Ah, this post brings back so many fond memories of our own visit to Tallinn--and also a hope that we may have a chance to return there one day. And what a nice surprise to see Nicolas Horvath mentioned at the end of the post, together with Jan Rääts, for it was on that trip to Tallinn that I first heard Horvath perform, and Jan Rääts was present then as well.

Susan Scheid said...

PS: Just finished reading your excellent TAD piece, and am glad to be reminded of composers I'd explored a bit after visiting Tallinn and learning of others brand new to me. I'm particularly eager to hear Grigorjeva's Vespers, which I gather is not yet available on recording?

David said...

Aita (thanks), dear Will. Sue, what a coincidence that you got to hear the same pianist and composer while you were there. I know Anneli is a great fan of Nicolas Horvath. Indeed, as far as I know the Grigorjeva Vespers are still to be recorded - though that concert was possibly broadcast on Estonian Radio, which keeps a huge archive - though don't miss either the Theatre of Voices Grigorjeva CD or another which I was given of the Estonian Male Voice Choir in her music.

Susan Scheid said...

Have been listening to the nature morte CD ever since you first mentioned it.
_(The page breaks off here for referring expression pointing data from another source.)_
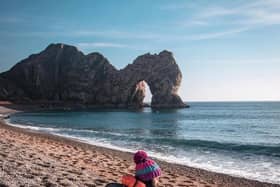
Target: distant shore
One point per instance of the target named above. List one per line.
(33, 158)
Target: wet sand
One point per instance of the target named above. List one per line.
(31, 158)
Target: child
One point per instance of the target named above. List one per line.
(146, 169)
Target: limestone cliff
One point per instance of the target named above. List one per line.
(61, 73)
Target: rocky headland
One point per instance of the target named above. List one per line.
(63, 74)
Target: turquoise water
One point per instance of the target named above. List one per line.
(237, 138)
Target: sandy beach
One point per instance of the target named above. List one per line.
(30, 158)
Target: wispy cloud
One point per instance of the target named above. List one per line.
(250, 13)
(102, 45)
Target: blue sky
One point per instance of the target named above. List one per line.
(227, 50)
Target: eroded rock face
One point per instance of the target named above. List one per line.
(61, 73)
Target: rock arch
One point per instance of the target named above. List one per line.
(61, 73)
(161, 73)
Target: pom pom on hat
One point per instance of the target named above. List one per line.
(140, 156)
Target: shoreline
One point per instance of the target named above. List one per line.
(173, 173)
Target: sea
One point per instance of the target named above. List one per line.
(236, 138)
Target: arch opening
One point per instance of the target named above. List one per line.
(141, 95)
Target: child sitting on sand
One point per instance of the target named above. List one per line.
(146, 171)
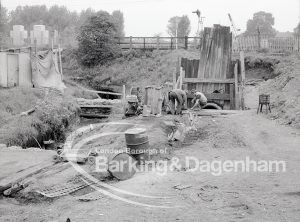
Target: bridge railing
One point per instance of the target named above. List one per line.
(158, 43)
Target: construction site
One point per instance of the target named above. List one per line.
(178, 128)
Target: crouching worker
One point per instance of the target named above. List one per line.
(199, 100)
(181, 98)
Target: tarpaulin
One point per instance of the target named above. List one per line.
(45, 72)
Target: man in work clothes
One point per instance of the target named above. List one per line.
(181, 98)
(199, 100)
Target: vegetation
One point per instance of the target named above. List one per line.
(58, 18)
(179, 25)
(53, 115)
(96, 40)
(262, 23)
(135, 67)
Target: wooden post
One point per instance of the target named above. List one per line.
(124, 98)
(186, 42)
(52, 44)
(236, 87)
(243, 75)
(60, 62)
(174, 80)
(232, 99)
(35, 46)
(130, 42)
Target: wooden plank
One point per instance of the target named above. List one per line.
(102, 92)
(95, 106)
(243, 74)
(198, 80)
(85, 115)
(236, 86)
(232, 99)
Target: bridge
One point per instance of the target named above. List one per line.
(158, 43)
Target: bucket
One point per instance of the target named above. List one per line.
(138, 143)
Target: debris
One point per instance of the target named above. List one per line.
(63, 189)
(15, 188)
(182, 187)
(96, 195)
(206, 197)
(28, 112)
(2, 146)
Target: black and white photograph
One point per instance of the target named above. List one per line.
(149, 111)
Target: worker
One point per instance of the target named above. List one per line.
(199, 99)
(181, 98)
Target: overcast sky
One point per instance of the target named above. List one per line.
(149, 17)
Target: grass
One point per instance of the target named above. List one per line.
(53, 114)
(133, 68)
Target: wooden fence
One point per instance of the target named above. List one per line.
(254, 43)
(158, 43)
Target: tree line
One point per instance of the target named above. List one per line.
(59, 18)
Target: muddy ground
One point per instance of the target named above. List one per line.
(237, 196)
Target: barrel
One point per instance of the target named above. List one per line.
(138, 143)
(124, 160)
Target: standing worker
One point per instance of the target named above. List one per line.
(181, 98)
(199, 99)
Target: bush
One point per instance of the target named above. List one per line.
(53, 115)
(96, 41)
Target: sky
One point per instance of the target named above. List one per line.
(150, 17)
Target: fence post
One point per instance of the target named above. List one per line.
(130, 42)
(186, 42)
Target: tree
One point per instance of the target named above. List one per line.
(297, 30)
(118, 19)
(96, 40)
(59, 18)
(181, 24)
(3, 23)
(262, 23)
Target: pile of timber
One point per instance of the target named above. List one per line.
(96, 108)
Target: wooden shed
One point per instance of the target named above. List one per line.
(214, 73)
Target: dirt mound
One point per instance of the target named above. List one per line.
(285, 91)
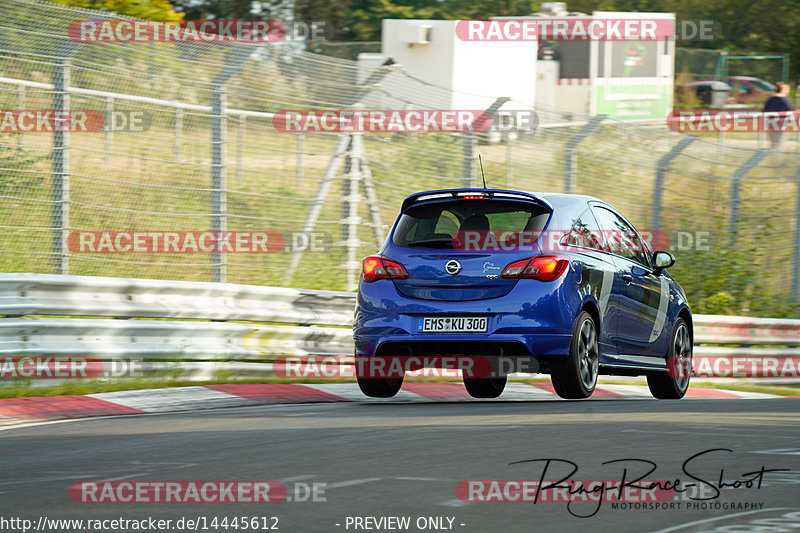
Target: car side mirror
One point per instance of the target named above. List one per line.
(662, 260)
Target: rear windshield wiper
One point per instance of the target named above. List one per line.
(431, 243)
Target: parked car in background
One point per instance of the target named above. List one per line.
(710, 93)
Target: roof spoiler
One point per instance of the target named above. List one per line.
(473, 194)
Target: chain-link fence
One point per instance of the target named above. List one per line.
(212, 160)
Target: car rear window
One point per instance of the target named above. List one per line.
(443, 224)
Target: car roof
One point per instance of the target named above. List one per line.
(551, 199)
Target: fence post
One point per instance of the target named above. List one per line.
(60, 213)
(299, 168)
(796, 250)
(736, 178)
(108, 124)
(342, 148)
(661, 170)
(219, 198)
(352, 198)
(235, 59)
(239, 148)
(176, 145)
(571, 154)
(21, 104)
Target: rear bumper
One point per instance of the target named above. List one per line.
(536, 316)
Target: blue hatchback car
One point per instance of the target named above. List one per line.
(557, 283)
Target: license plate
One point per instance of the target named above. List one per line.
(452, 324)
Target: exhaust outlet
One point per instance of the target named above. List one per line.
(495, 350)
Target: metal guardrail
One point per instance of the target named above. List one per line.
(160, 320)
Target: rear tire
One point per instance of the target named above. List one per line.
(380, 387)
(485, 387)
(576, 376)
(673, 384)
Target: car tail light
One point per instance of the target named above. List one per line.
(541, 267)
(377, 267)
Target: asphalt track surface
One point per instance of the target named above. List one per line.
(406, 459)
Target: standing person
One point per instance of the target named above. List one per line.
(779, 102)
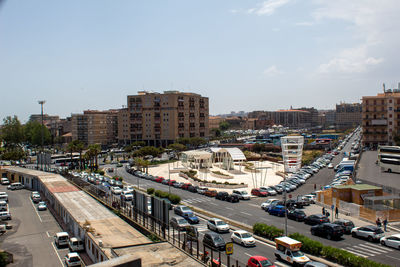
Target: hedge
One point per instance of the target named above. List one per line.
(316, 248)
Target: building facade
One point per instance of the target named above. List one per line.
(348, 115)
(95, 127)
(381, 118)
(160, 119)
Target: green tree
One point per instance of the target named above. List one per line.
(224, 125)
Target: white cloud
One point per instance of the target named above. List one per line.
(268, 7)
(354, 60)
(374, 27)
(304, 23)
(273, 71)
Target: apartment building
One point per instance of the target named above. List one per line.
(160, 118)
(381, 117)
(348, 115)
(95, 127)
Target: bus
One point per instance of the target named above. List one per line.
(389, 158)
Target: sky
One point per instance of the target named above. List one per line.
(242, 54)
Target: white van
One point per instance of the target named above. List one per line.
(3, 206)
(75, 244)
(61, 239)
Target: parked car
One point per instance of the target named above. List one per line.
(242, 194)
(370, 232)
(217, 225)
(5, 181)
(179, 223)
(232, 198)
(391, 241)
(268, 203)
(297, 215)
(328, 230)
(222, 195)
(210, 193)
(214, 241)
(259, 261)
(42, 206)
(5, 215)
(277, 210)
(258, 192)
(15, 186)
(72, 259)
(243, 238)
(316, 219)
(346, 224)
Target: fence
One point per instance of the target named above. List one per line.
(145, 221)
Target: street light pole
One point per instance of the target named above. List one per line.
(41, 103)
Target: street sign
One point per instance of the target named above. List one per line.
(229, 248)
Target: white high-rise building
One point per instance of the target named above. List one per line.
(292, 151)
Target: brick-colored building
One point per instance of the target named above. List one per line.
(160, 119)
(348, 115)
(95, 127)
(381, 118)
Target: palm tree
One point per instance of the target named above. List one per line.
(94, 151)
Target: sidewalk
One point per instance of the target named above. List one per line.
(393, 228)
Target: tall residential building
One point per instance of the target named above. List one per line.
(95, 127)
(160, 119)
(381, 117)
(348, 115)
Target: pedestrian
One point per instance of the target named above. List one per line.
(385, 224)
(378, 222)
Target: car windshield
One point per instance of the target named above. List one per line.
(246, 235)
(297, 253)
(74, 259)
(265, 263)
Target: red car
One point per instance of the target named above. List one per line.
(159, 180)
(259, 261)
(186, 186)
(258, 192)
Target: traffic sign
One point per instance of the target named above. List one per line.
(229, 248)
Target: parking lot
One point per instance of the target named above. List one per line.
(31, 238)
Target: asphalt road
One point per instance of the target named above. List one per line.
(249, 213)
(31, 239)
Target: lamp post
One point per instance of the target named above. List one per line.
(41, 103)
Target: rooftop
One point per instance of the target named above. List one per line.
(358, 187)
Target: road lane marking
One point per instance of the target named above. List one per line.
(58, 256)
(37, 213)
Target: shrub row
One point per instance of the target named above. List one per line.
(316, 248)
(175, 199)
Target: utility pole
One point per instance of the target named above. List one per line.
(41, 103)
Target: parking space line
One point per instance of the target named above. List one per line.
(37, 213)
(58, 256)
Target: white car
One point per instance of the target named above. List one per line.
(73, 259)
(391, 241)
(116, 190)
(126, 195)
(268, 203)
(243, 237)
(217, 225)
(370, 232)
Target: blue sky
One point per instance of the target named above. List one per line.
(242, 54)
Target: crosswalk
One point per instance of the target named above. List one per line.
(368, 249)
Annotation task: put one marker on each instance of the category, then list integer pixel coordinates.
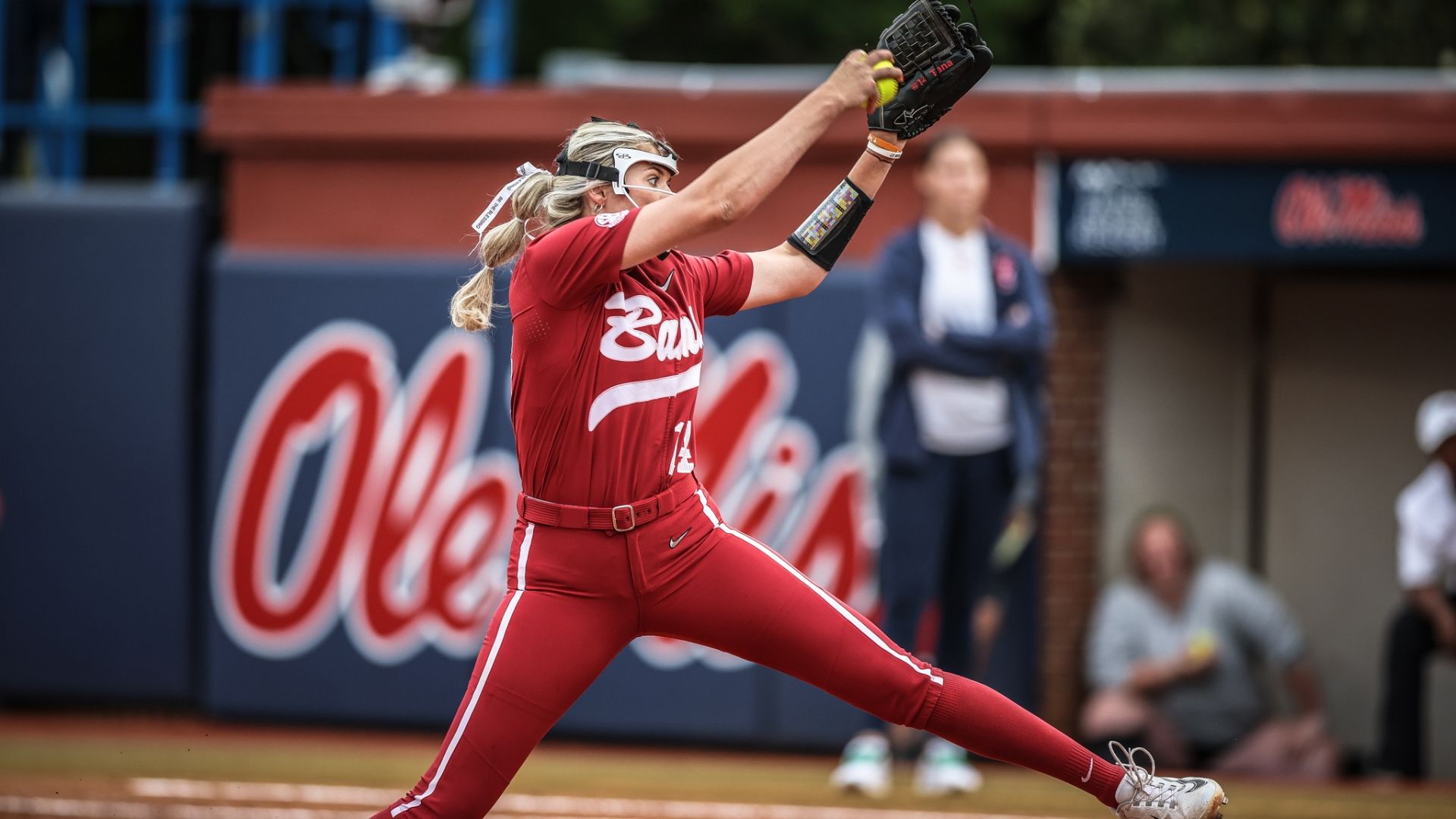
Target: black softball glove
(941, 61)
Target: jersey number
(682, 460)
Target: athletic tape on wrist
(827, 231)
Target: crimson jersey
(606, 362)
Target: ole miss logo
(408, 529)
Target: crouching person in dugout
(1172, 657)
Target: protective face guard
(617, 174)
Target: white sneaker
(944, 770)
(1144, 796)
(864, 767)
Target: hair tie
(491, 210)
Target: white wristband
(873, 146)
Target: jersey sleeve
(571, 261)
(724, 280)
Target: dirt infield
(182, 768)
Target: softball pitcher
(615, 537)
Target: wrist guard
(827, 231)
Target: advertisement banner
(1112, 209)
(363, 484)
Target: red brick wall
(1074, 488)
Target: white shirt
(1426, 513)
(957, 414)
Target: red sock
(987, 723)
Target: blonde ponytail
(548, 200)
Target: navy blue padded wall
(96, 349)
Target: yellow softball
(887, 86)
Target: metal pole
(168, 42)
(494, 41)
(72, 126)
(262, 33)
(384, 39)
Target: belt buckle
(631, 518)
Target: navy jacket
(1014, 353)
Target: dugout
(1261, 376)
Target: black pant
(941, 523)
(1410, 643)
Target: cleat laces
(1147, 790)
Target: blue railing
(63, 118)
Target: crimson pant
(576, 598)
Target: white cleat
(944, 770)
(1144, 796)
(865, 767)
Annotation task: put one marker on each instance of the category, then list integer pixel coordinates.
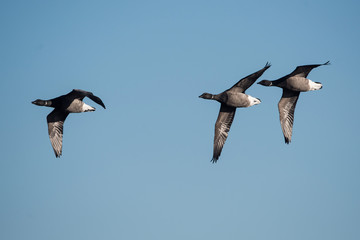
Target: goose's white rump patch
(87, 108)
(314, 86)
(253, 101)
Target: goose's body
(231, 99)
(63, 106)
(292, 84)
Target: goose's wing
(55, 122)
(222, 127)
(286, 107)
(80, 94)
(247, 81)
(303, 71)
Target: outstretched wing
(303, 71)
(247, 81)
(55, 122)
(222, 127)
(80, 94)
(286, 107)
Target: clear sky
(141, 168)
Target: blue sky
(141, 168)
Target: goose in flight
(63, 105)
(292, 84)
(231, 99)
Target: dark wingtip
(267, 65)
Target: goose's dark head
(39, 102)
(265, 83)
(206, 96)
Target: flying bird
(292, 84)
(63, 105)
(231, 99)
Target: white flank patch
(314, 85)
(253, 101)
(87, 108)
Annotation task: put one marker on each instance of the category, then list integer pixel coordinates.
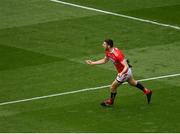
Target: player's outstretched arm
(98, 62)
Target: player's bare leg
(113, 90)
(137, 84)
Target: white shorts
(125, 76)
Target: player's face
(105, 45)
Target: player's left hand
(120, 74)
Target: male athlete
(124, 71)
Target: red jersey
(116, 56)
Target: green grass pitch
(43, 46)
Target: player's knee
(113, 88)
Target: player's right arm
(98, 62)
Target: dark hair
(109, 42)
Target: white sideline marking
(81, 90)
(116, 14)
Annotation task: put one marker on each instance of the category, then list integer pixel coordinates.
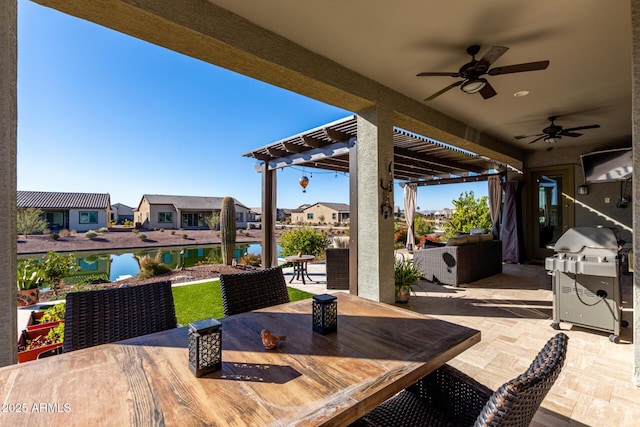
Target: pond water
(125, 262)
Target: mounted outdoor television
(607, 165)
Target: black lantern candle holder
(205, 347)
(325, 314)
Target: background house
(321, 212)
(186, 212)
(120, 213)
(72, 211)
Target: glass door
(553, 208)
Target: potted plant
(33, 343)
(407, 275)
(30, 277)
(50, 316)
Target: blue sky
(99, 111)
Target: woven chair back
(252, 290)
(108, 315)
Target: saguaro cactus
(228, 229)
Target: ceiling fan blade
(438, 74)
(582, 128)
(527, 136)
(440, 92)
(488, 91)
(490, 57)
(519, 68)
(537, 139)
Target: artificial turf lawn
(204, 301)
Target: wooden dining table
(308, 380)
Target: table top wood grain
(308, 380)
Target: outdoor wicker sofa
(464, 259)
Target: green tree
(308, 240)
(228, 229)
(31, 220)
(469, 213)
(422, 226)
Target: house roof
(122, 209)
(59, 200)
(188, 202)
(340, 207)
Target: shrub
(55, 266)
(308, 240)
(469, 213)
(150, 267)
(400, 238)
(31, 220)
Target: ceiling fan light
(473, 85)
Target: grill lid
(577, 238)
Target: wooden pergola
(416, 159)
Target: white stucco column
(374, 231)
(8, 134)
(635, 16)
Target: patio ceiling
(588, 44)
(416, 158)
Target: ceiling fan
(554, 132)
(471, 72)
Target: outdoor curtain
(495, 202)
(512, 233)
(409, 212)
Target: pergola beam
(458, 180)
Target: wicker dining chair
(253, 290)
(447, 397)
(337, 265)
(108, 315)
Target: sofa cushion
(341, 242)
(486, 237)
(458, 241)
(473, 238)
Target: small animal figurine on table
(271, 341)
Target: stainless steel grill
(586, 283)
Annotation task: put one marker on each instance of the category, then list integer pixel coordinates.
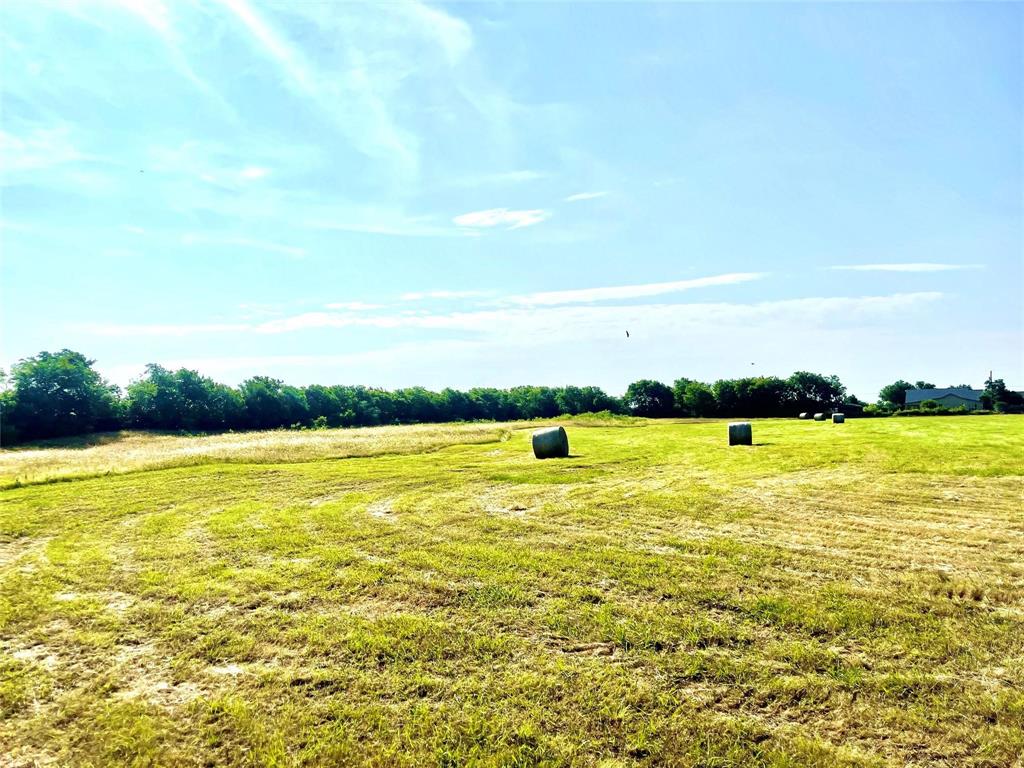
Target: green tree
(895, 392)
(59, 393)
(814, 391)
(648, 397)
(697, 399)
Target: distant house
(947, 397)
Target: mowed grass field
(836, 595)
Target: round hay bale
(740, 433)
(551, 443)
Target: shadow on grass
(82, 441)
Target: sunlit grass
(130, 452)
(834, 595)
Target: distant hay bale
(551, 443)
(740, 433)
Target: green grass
(836, 595)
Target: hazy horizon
(459, 196)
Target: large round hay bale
(551, 443)
(740, 433)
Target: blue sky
(478, 195)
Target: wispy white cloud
(38, 148)
(421, 295)
(915, 266)
(353, 306)
(500, 177)
(254, 172)
(586, 196)
(587, 295)
(521, 325)
(186, 329)
(192, 239)
(502, 217)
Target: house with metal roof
(946, 396)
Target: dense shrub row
(59, 393)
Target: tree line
(55, 394)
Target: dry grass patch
(838, 596)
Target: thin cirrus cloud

We both love it, particularly the track you noted and another (I think I may have commented back to you at the time that nature morte itself (I think it was) put in mind Anne Boyd's I crossed a Bridge of Dreams. So, all this is to say, thank you for making yet another wonderful musical introduction!

David said...

I've forgotten about it. Which is the second track you especially love?

Susan Scheid said...

David: Actually, we like all three tracks of the nature morte sequence (nature morte, The Butterfly, and Who Are You?), but the one in addition to Who Are You I was thinking of was indeed nature morte (the first of the three tracks in the sequence). And now here's another "small world" sort of thing: as I noted in my earlier comment, nature morte reminded me of Anne Boyd's "As I crossed a bridge of dreams." In looking back, I realized Else Torp was among the Ars Nova Copenhagen singers I heard sing the Boyd piece when in Wales. I think you'll recognize her in one of the photos here.

David said...

Indeed, on the left in what I think is the last picture. One of the Hilliers' daughters was there at the new Hamlet, too. Lovely family, so easy and friendly. I wish the Theatre of Voices were back in East Neuk in just over a week's time, but Paul told me they're due to return in 2018.